Lent 2015 Devotional—Day 21

2015LentCoverWebGood For My Soul

For the director of music. A psalm of David. When the prophet Nathan came to him after David had committed adultery with Bathsheba.

Have mercy on me, O God,
    according to your unfailing love;
according to your great compassion
    blot out my transgressions.
Wash away all my iniquity
    and cleanse me from my sin.

For I know my transgressions,
    and my sin is always before me.
Psalm 51:1-3

The old Scottish proverb says that “confession is good for the soul”, making today’s psalm text good for us all. For here is an example of true confession that has been the sinners’ lifeline to God! This psalm has probably been prayed more than any other psalm in history; for thirteen hundred years it was prescribed that Christians pray it seven times a day. Since all of us sin, and sin frequently, this is a psalm text that probably needs frequent prayer. It is good for the soul.

The superscript says that David wrote this text after committing the sin of adultery with Bathsheba. Sadly, he follows up the adultery with murder, trying to cover up his sin (II Samuel 11-12) Then, for almost a year David refuses to face up to the evil he has done, until he can run no longer. At this point he was confronted by the prophet Nathan: “Why did you despise the word of the LORD by doing what is evil in his eye?” (II Samuel 12:9). In one of Scripture’s most dramatic scenes David breaks down and confesses: “I have sinned against the LORD” (II Samuel 12:13).

It was during this time of hot, fervent confession that David wrote this psalm. Three thousand years later we still pray this psalm because it helps us to come back to God when we have strayed from Him. If you have blown it, this psalm is for you!

Although David pours forth this prayer with powerful emotional intensity, he is able to “consciously structure its symmetries to delight the God of form and beauty and to provide the penitent with a memorable model of theological richness when asking God to be forgiven and restored.” (Bruce Waltke and James Houston, The Psalms As Christian Worship) Passionate, yet contained, David uses different words for his sin in order to express the enormity of his guilt: “transgressions…iniquity…sin”. Mercifully, David then counters his wrongdoing with repeated expressions of God’s great forgiveness: “blot out…wash…cleanse”.

With the Hebrew word pasha translated as “transgressions”, David speaks of his sin as “rebellion against God”. The Hebrew word avon, translated as “iniquity”, paints David’s sin as “perverted” and “twisted”. David gives yet more insight into the gravity of his sin in his word for “sin”, hata, which means “to miss the mark” or “to fall short”. David knows that he has woefully missed the mark of what God had intended for him.

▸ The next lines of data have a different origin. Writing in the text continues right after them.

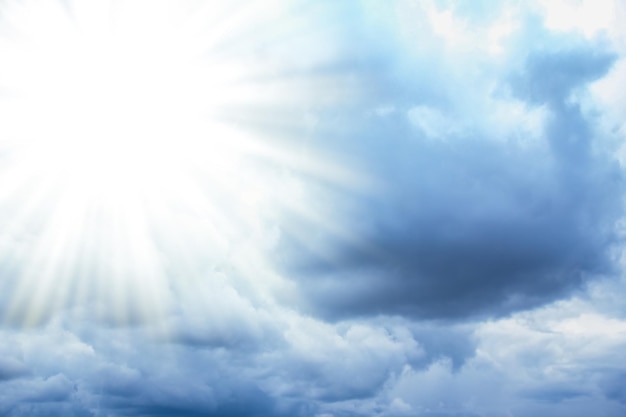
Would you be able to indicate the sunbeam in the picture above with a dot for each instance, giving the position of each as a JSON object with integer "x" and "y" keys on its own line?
{"x": 134, "y": 140}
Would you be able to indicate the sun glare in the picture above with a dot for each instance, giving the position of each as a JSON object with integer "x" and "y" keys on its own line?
{"x": 121, "y": 151}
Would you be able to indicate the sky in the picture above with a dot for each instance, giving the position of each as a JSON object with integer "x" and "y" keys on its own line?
{"x": 406, "y": 208}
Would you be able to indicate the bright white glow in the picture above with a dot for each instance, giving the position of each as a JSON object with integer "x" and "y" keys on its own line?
{"x": 130, "y": 159}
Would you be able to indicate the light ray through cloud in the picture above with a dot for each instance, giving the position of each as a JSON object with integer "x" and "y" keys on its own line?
{"x": 310, "y": 208}
{"x": 127, "y": 127}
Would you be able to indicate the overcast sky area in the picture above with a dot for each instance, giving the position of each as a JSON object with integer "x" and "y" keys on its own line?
{"x": 312, "y": 208}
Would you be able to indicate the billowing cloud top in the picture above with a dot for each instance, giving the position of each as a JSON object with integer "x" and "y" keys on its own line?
{"x": 320, "y": 209}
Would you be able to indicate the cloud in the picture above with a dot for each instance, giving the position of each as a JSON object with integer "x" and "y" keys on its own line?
{"x": 469, "y": 220}
{"x": 446, "y": 240}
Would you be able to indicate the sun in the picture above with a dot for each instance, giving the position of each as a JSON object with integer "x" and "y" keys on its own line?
{"x": 142, "y": 140}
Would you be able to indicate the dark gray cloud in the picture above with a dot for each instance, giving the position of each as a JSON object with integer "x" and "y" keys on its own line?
{"x": 469, "y": 225}
{"x": 489, "y": 186}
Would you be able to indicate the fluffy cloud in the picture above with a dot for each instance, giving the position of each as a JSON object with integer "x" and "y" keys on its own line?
{"x": 443, "y": 236}
{"x": 470, "y": 218}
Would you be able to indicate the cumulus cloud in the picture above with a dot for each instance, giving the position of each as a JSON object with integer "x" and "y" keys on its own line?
{"x": 443, "y": 237}
{"x": 466, "y": 222}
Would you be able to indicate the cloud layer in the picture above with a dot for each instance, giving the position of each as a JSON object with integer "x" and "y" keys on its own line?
{"x": 433, "y": 227}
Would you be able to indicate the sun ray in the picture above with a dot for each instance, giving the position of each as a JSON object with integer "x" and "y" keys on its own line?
{"x": 145, "y": 143}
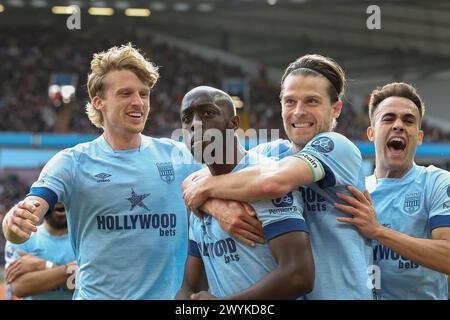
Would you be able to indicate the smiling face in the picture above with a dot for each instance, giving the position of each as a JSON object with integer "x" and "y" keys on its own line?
{"x": 206, "y": 112}
{"x": 125, "y": 105}
{"x": 306, "y": 108}
{"x": 396, "y": 134}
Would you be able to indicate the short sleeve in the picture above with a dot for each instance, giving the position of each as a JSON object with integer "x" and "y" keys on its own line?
{"x": 56, "y": 179}
{"x": 340, "y": 159}
{"x": 439, "y": 213}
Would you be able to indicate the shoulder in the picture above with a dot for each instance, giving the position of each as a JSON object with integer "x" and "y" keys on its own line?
{"x": 435, "y": 177}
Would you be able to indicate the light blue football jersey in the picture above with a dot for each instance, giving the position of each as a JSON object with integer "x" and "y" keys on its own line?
{"x": 230, "y": 265}
{"x": 415, "y": 205}
{"x": 341, "y": 255}
{"x": 45, "y": 246}
{"x": 126, "y": 216}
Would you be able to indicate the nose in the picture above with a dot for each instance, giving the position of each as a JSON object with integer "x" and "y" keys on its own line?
{"x": 398, "y": 125}
{"x": 196, "y": 125}
{"x": 137, "y": 100}
{"x": 299, "y": 109}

Befitting any confession of sin, David offers up no excuses, no rationalizations, no blaming, or trying to explain away. David’s plea is “I’m guilty”: “my sin is always before me.

David understands that he does not deserve God’s forgiveness, nor could he ever hope to make good for adultery or murder. So David asks for God’s forgiveness on the basis of two things: “according to your unfailing love” and “according to your great compassion”. It is because of God’s unfailing love and compassion that David can boldly ask: “blot out…wash away…cleanse me…

In this New Testament age we know even more the wonder of God’s boundless forgiveness than did David. We know Christ and the cross! But we still come and lay hold of God’s fount of forgiveness in the same way as David. We admit the wrong we have done and look to God for His same “unfailing love” and “great compassion”.